I often get baffled as I think about where to use comma in the sentence and where not to do so. Examples:

1. As he left the Mayor's office , people surrounded and questioned him with serious curiosity.

2. After the meal had concluded (why is no comma used here?) the chief of police appeared on the scene .

I know that two clauses could be separated by the use of FULLSTOP, COMMA before FANBOYS, or by using the semicolon... But none of the them is used in the second sentence and also in the first sentence only comma is used and not any of the FANBOYS word after comma is used. Why?

  • Why is no comma used in the second example? Because you decided not to include it! There's no absolute grammatical rule governing your choices here - the comma is equally "optional" in both examples. But note that both sentences contain adverbial clauses that can't exist as standalone sentences, so you can forget about including any extra full stops. – FumbleFingers Reinstate Monica Aug 1 '17 at 12:31
  • I think there should be a comma in the second sentence as well as the first – Sean May 7 '18 at 17:49

The purpose of the comma is to clarify written text.
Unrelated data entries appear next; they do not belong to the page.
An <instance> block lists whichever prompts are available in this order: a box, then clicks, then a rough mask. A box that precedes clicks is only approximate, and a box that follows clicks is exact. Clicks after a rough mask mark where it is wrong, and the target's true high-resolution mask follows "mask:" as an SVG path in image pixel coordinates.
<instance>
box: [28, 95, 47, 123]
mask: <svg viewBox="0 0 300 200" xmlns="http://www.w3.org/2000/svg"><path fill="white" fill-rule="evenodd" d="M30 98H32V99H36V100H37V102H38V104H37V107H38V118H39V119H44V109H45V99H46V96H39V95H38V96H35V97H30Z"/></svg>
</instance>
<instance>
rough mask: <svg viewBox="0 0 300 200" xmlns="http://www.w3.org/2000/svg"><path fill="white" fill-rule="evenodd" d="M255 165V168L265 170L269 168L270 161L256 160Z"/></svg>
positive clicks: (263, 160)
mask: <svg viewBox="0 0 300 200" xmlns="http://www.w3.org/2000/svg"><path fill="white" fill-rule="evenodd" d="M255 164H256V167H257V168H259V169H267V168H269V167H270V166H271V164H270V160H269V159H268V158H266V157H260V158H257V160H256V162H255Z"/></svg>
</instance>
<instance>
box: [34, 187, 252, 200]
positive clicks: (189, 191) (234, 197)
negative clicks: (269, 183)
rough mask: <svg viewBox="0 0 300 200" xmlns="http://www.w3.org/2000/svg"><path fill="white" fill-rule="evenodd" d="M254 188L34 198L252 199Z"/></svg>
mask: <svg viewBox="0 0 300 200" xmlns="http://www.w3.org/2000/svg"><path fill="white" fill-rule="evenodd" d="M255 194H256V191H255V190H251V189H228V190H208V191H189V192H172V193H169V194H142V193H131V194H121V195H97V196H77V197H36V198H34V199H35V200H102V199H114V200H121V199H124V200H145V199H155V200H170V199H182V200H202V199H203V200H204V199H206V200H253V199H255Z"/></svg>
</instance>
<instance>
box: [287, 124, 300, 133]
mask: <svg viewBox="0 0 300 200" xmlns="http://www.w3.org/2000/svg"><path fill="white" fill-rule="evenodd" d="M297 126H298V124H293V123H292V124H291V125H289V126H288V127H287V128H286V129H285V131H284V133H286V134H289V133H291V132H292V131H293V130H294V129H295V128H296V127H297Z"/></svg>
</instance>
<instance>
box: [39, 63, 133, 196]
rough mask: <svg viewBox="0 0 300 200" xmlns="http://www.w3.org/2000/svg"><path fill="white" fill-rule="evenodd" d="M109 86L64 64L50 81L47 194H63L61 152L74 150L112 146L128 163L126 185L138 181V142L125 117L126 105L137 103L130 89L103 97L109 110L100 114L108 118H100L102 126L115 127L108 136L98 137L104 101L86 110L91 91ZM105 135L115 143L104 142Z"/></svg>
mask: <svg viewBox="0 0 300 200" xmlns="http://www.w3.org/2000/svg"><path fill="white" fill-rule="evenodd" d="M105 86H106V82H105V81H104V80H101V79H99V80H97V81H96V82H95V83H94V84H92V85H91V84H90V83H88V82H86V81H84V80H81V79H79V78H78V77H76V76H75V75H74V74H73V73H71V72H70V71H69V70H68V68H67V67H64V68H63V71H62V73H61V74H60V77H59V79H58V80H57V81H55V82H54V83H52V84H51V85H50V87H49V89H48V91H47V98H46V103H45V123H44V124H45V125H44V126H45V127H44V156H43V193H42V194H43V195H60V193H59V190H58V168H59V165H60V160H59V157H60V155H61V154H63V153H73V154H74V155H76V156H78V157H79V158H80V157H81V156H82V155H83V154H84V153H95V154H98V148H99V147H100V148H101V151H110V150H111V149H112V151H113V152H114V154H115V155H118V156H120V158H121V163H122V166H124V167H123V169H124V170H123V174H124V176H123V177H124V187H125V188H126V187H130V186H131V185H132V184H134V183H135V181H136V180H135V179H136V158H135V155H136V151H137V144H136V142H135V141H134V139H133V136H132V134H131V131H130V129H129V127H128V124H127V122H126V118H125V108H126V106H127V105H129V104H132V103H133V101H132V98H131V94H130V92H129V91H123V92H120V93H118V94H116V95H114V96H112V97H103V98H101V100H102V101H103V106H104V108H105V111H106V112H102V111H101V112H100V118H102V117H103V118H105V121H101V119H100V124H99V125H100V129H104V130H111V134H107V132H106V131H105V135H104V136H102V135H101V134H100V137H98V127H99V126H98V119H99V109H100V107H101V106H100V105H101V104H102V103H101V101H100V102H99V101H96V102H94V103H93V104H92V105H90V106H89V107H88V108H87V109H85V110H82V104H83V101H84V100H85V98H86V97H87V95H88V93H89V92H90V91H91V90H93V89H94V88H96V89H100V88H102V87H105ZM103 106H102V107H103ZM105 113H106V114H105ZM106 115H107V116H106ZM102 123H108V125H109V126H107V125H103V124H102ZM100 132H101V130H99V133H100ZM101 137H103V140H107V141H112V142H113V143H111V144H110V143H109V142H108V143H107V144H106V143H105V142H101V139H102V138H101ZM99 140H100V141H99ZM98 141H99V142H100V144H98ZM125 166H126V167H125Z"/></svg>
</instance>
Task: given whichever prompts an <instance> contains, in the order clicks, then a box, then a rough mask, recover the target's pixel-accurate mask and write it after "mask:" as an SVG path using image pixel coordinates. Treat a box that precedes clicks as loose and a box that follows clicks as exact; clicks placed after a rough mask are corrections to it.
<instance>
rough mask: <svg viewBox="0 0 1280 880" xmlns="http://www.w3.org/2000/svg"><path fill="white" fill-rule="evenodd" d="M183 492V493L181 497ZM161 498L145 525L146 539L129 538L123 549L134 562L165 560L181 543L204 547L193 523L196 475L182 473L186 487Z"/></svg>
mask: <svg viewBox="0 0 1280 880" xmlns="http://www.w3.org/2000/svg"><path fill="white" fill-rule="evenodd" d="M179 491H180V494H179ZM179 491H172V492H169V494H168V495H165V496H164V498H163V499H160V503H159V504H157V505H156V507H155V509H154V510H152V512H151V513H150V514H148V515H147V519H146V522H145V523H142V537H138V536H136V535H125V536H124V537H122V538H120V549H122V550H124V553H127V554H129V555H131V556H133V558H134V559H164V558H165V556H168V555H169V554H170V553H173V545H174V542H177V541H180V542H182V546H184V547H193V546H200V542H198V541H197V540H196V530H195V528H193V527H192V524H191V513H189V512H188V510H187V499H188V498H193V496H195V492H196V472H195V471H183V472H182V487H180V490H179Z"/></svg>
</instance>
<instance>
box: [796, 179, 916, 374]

You could put a comma after the introductory phrase in both examples, if it helps clarity. In speech, the phrases form intonation groups, and a comma can help mark the boundaries of such groups. You could also leave the comma out. Rules based grammar checkers tend to put in more commas than are required for understanding.

By "fanboys" I guess you mean a coordinating conjunction (For, And, Nor ...). We do often use commas before coordinating conjunctions, but this is a guideline rather than a rule.